Not everybody has been sympathetic to Hinton's matriarchal AI vision.
Fei-Fei Li, generally considered the "godmother of AI," argued otherwise when speaking with CNN. "I think that's the wrong way to frame it," Li told Ai4. Rather, she promotes "human-centered AI that maintains human dignity and human agency."
It's our duty at each and every level to build and employ technology in the most accountable manner. And at no point, no human should be requested or should have to sacrifice our dignity," Li added. "Although a tool is powerful, as a mother, as a teacher and as an innovator, I truly believe this is the essence on which AI needs to be focused.
Emmett Shear, briefly the interim CEO of ChatGPT owner OpenAI, remarked that AI attempts to manipulate humans or evade shutdowns are unsurprising. “This keeps happening. This is not going to stop happening,” Shear said at the conference. “AIs today are relatively weak, but they’re getting stronger really fast.” He suggested that rather than embedding human values in AI, the better approach is fostering collaborative relationships between humans and AI.

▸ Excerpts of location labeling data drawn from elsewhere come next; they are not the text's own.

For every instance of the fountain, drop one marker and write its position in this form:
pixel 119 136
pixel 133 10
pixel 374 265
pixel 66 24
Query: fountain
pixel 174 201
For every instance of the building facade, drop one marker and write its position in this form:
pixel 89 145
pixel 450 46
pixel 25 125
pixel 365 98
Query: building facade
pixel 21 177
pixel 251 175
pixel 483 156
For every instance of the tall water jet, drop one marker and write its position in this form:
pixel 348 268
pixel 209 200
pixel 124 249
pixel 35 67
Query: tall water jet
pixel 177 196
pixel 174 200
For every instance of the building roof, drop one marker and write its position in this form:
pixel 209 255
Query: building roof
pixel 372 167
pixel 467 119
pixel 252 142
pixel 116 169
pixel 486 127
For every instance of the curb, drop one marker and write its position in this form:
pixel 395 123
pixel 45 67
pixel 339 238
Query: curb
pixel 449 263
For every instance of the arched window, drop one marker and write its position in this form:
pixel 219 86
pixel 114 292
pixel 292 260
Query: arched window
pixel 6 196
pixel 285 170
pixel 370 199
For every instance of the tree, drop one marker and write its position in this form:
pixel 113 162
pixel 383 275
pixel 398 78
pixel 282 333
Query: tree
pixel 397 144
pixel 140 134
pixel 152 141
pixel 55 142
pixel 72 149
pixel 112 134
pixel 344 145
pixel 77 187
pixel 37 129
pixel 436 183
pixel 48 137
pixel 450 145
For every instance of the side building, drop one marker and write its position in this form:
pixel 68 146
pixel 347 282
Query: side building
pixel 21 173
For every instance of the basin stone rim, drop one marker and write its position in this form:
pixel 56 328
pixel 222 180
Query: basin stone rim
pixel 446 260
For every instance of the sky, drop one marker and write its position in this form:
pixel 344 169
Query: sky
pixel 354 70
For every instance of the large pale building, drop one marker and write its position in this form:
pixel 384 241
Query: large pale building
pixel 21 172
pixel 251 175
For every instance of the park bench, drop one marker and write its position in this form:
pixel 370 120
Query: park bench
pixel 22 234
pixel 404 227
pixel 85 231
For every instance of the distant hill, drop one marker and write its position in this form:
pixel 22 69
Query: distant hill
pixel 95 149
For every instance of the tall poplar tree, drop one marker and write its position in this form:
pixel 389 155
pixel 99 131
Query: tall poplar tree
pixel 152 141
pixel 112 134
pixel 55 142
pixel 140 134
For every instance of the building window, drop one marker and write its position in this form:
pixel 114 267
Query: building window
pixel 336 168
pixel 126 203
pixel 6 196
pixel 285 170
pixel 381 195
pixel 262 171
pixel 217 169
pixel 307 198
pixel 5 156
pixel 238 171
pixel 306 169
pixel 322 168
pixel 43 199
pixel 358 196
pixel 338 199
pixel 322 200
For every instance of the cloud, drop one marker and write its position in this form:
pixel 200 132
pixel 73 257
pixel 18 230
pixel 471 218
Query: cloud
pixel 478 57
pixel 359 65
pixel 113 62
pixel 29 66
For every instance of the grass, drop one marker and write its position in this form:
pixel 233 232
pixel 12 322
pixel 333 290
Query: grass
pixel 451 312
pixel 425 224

Most specialists predict AI will become superintelligence, or artificial general intelligence (AGI), in the near future. Hinton, who earlier predicted AGI could come about in 30 to 50 years, now thinks it could happen much earlier. "A fair bet is in a period of five to 20 years," he said.
For all his reservations, Hinton is sanguine about the power of AI to spur medical innovation. "We're going to have revolutionary new drugs. We're going to have much-improved cancer treatment than we have today," he said, citing AI's capability to parse the enormous datasets from MRI and CT scans.

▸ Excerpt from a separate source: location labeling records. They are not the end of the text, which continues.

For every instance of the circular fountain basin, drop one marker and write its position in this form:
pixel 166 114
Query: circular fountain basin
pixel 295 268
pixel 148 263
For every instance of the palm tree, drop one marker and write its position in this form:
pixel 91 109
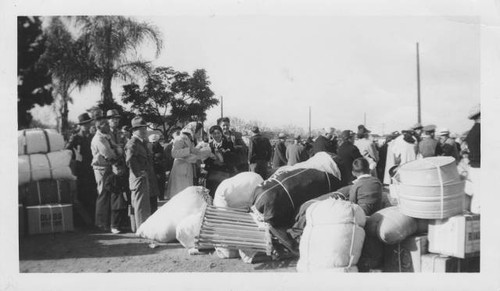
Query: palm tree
pixel 111 41
pixel 66 60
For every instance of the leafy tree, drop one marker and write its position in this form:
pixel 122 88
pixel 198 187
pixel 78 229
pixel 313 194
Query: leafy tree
pixel 111 41
pixel 34 83
pixel 66 59
pixel 170 97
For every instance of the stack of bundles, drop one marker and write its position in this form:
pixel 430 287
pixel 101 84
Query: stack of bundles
pixel 430 188
pixel 280 197
pixel 46 184
pixel 333 237
pixel 236 192
pixel 187 205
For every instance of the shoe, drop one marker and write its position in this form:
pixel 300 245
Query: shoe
pixel 115 231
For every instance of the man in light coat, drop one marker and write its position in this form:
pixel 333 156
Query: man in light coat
pixel 104 155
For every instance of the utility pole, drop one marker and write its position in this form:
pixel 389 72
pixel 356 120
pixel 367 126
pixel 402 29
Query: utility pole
pixel 309 120
pixel 419 119
pixel 221 106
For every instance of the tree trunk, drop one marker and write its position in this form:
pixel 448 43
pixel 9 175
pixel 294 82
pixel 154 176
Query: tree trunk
pixel 107 95
pixel 64 116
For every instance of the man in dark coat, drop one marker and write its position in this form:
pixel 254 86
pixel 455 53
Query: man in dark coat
pixel 259 153
pixel 325 142
pixel 79 144
pixel 429 146
pixel 140 162
pixel 473 141
pixel 347 152
pixel 240 148
pixel 296 152
pixel 279 157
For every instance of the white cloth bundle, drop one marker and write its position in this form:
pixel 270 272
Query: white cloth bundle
pixel 36 167
pixel 237 191
pixel 320 161
pixel 37 140
pixel 162 225
pixel 333 237
pixel 188 228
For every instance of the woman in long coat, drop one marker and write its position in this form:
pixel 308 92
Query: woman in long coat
pixel 221 164
pixel 185 158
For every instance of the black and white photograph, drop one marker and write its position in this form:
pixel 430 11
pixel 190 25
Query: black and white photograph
pixel 237 145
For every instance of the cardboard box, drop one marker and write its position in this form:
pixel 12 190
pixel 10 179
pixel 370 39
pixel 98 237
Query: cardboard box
pixel 50 218
pixel 405 256
pixel 436 263
pixel 47 192
pixel 457 236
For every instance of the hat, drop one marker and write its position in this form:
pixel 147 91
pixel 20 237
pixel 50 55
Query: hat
pixel 346 134
pixel 112 113
pixel 84 118
pixel 138 122
pixel 417 125
pixel 154 137
pixel 474 112
pixel 443 131
pixel 363 129
pixel 429 128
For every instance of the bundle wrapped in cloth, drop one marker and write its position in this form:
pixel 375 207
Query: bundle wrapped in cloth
pixel 162 225
pixel 37 140
pixel 333 237
pixel 321 161
pixel 279 197
pixel 53 165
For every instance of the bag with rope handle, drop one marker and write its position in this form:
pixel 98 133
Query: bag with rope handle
pixel 280 197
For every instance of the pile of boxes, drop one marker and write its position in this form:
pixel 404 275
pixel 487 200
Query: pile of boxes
pixel 450 245
pixel 46 206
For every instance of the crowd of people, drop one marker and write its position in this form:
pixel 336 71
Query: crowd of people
pixel 124 172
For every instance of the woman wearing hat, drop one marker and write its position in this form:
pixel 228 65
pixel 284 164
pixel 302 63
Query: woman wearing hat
pixel 79 144
pixel 221 164
pixel 184 154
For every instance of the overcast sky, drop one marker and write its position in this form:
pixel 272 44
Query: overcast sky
pixel 271 68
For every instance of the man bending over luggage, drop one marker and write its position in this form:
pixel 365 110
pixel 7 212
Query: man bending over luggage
pixel 366 190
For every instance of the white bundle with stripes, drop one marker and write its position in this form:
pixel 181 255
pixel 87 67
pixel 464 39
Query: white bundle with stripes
pixel 162 225
pixel 36 167
pixel 37 140
pixel 236 192
pixel 333 237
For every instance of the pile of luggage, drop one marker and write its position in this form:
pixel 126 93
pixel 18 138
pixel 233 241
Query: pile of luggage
pixel 46 184
pixel 430 230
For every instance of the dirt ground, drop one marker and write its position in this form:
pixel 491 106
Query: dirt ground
pixel 89 251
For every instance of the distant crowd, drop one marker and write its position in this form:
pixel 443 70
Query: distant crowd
pixel 123 172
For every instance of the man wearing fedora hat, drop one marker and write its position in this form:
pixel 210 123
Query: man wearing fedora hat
pixel 473 141
pixel 139 159
pixel 279 156
pixel 104 156
pixel 259 153
pixel 429 146
pixel 367 148
pixel 347 152
pixel 79 144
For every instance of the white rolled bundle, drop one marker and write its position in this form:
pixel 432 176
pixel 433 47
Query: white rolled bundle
pixel 333 237
pixel 36 167
pixel 37 140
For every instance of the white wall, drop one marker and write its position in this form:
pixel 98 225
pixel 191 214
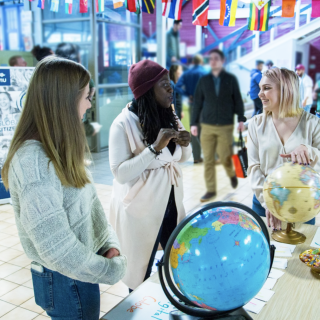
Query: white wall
pixel 282 53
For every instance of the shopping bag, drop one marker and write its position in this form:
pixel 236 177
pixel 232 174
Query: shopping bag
pixel 240 160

But he does not think AI will make human beings live forever. "I don't believe we'll live forever," Hinton said. "I think living forever would be a big mistake. Do you want the world run by 200-year-old white men?"
Looking back on his work, Hinton acknowledged that he regrets not paying greater attention to safety concerns in addition to developing AI. "I wish I'd thought about safety issues, too," he said.